ふらふらしていつのまにか辿り着いてた『今』ではあるけど、あの時他に何か選択肢があったんじゃないかって思って納得できないのに、『今』が嫌なわけでもない。
それはやっぱり、『今』に辿り着くまでに色々頑張ってきたこともあったからで。
毎日毎日繰り返される事が嫌になったりもするけど、それすら楽しんでる自分がいるのも確かなんだ。
「全てに満足してる人なんてそうそういないよ。やっぱり捉え方次第なんじゃないかな」
欲しい言葉をくれる親友をこんなに凄いと思ったのは初めてかもしんない。
何を考えたって過去を変えられるわけじゃないし、今が何か変わるわけでもないけれど、だからこそ『今』を精一杯見て、感じて。自分の中でいつか納得いくようにしたい。
こんな毎日もいいかもしれない、そう思った。
さっきまで胸の奥にあった蟠りがすっと消えていく。俺が拗ねてたのは結局のところどうしようもない『今』に対してだったくせに、その『今』が良いと思わされちゃったんだから、当たり前だよね。
「お前って凄いや」
「なにが?」
わけわかんない、と微笑みを崩して笑い出すこいつ。
自分が凄いこと言ってるのにも気づかないんだから、そういうところは腹立つけど今日は気にしないことにした。
俺はまた窓から空を眺める。
この先、嫌なことも色々あるかもしれない。きっとまた『今』に納得いかなくなって、でもどうしようもないことに拗ねるかもしれない。

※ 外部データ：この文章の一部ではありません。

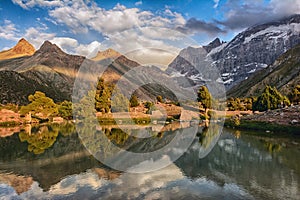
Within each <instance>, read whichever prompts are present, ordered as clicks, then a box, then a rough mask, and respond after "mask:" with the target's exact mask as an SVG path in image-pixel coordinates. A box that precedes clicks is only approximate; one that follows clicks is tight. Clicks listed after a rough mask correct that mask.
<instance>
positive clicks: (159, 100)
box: [156, 95, 163, 103]
mask: <svg viewBox="0 0 300 200" xmlns="http://www.w3.org/2000/svg"><path fill="white" fill-rule="evenodd" d="M156 100H157V101H158V102H160V103H163V98H162V96H160V95H159V96H157V97H156Z"/></svg>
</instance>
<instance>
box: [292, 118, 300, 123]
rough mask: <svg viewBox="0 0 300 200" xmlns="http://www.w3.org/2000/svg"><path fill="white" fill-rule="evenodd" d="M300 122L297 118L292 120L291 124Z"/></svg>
mask: <svg viewBox="0 0 300 200" xmlns="http://www.w3.org/2000/svg"><path fill="white" fill-rule="evenodd" d="M298 123H299V122H298V120H295V119H293V120H292V121H291V124H298Z"/></svg>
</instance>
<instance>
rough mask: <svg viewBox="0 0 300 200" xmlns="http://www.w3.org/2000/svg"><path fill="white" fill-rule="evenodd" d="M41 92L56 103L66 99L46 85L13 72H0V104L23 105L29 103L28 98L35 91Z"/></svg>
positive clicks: (32, 93)
mask: <svg viewBox="0 0 300 200" xmlns="http://www.w3.org/2000/svg"><path fill="white" fill-rule="evenodd" d="M37 90H38V91H43V92H45V93H46V95H47V96H51V97H52V98H53V99H56V100H57V101H63V100H64V99H66V98H67V97H66V95H65V94H64V93H63V92H61V91H59V90H56V89H55V88H52V87H49V86H47V85H43V84H40V83H39V82H37V81H35V80H33V79H30V78H28V77H26V76H24V75H23V74H20V73H18V72H15V71H0V91H1V92H0V103H1V104H6V103H14V104H18V105H24V104H27V103H29V101H28V96H29V95H30V94H34V92H35V91H37Z"/></svg>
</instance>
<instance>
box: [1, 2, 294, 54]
mask: <svg viewBox="0 0 300 200" xmlns="http://www.w3.org/2000/svg"><path fill="white" fill-rule="evenodd" d="M295 13H300V1H298V0H285V1H282V0H135V1H133V0H129V1H128V0H127V1H125V0H120V1H112V0H98V1H84V0H78V1H70V0H63V1H58V0H45V1H42V0H12V1H9V0H7V1H6V0H5V1H0V19H1V21H0V50H3V49H8V48H10V47H12V46H14V45H15V44H16V42H17V41H18V40H19V39H20V38H22V37H24V38H25V39H27V40H28V41H29V42H31V43H32V44H33V45H34V46H35V47H36V48H37V49H38V48H39V47H40V45H41V44H42V43H43V42H44V41H45V40H49V41H51V42H53V43H55V44H57V45H58V46H60V47H61V48H62V49H63V50H64V51H66V52H68V53H73V54H81V55H85V56H91V55H93V54H95V52H97V51H98V50H103V49H105V48H107V47H110V46H112V47H114V48H115V49H116V50H118V51H121V52H124V51H127V50H128V49H134V48H143V47H145V46H147V47H148V46H151V45H153V46H156V47H157V48H163V49H168V50H170V51H179V50H180V48H183V47H185V45H197V44H198V45H205V44H207V43H208V42H209V41H211V40H213V39H214V38H216V37H219V38H221V40H225V41H229V40H230V39H232V38H233V37H234V36H235V35H236V34H237V33H238V32H240V31H242V30H244V29H245V28H247V27H249V26H252V25H255V24H259V23H263V22H267V21H271V20H275V19H278V18H281V17H284V16H288V15H291V14H295ZM149 27H154V28H149ZM179 35H180V36H179ZM178 37H179V38H180V37H184V38H185V39H183V40H182V39H180V40H179V39H178V40H176V41H177V42H174V41H175V40H174V39H170V38H178ZM189 39H191V41H192V40H194V41H192V42H191V41H190V40H189ZM167 40H168V41H167ZM170 41H173V43H172V42H170ZM186 41H189V42H186ZM174 43H175V44H176V43H177V44H178V43H180V44H181V45H177V46H176V45H175V46H174ZM172 44H173V46H172Z"/></svg>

けどその時もまたこんな風に言ってくれるこいつがいたなら、『今の自分』も『今』も悪くないかなって思えると思うから。
楽しもう、これからも『今』を。
ちょっと前まで不機嫌に太陽を隠して拗ねてた空は、地上に一筋の光を浴びせていた。
多分、ですが、親友くんは気づいてました。主人公のそれに気づいてるからこそピンポイントでその話をしたんです。恐らく怒らせたら一番怖いタイプの人ですね。
前の短編もそうでしたけど、気づいてる話が多い。確信犯大好き。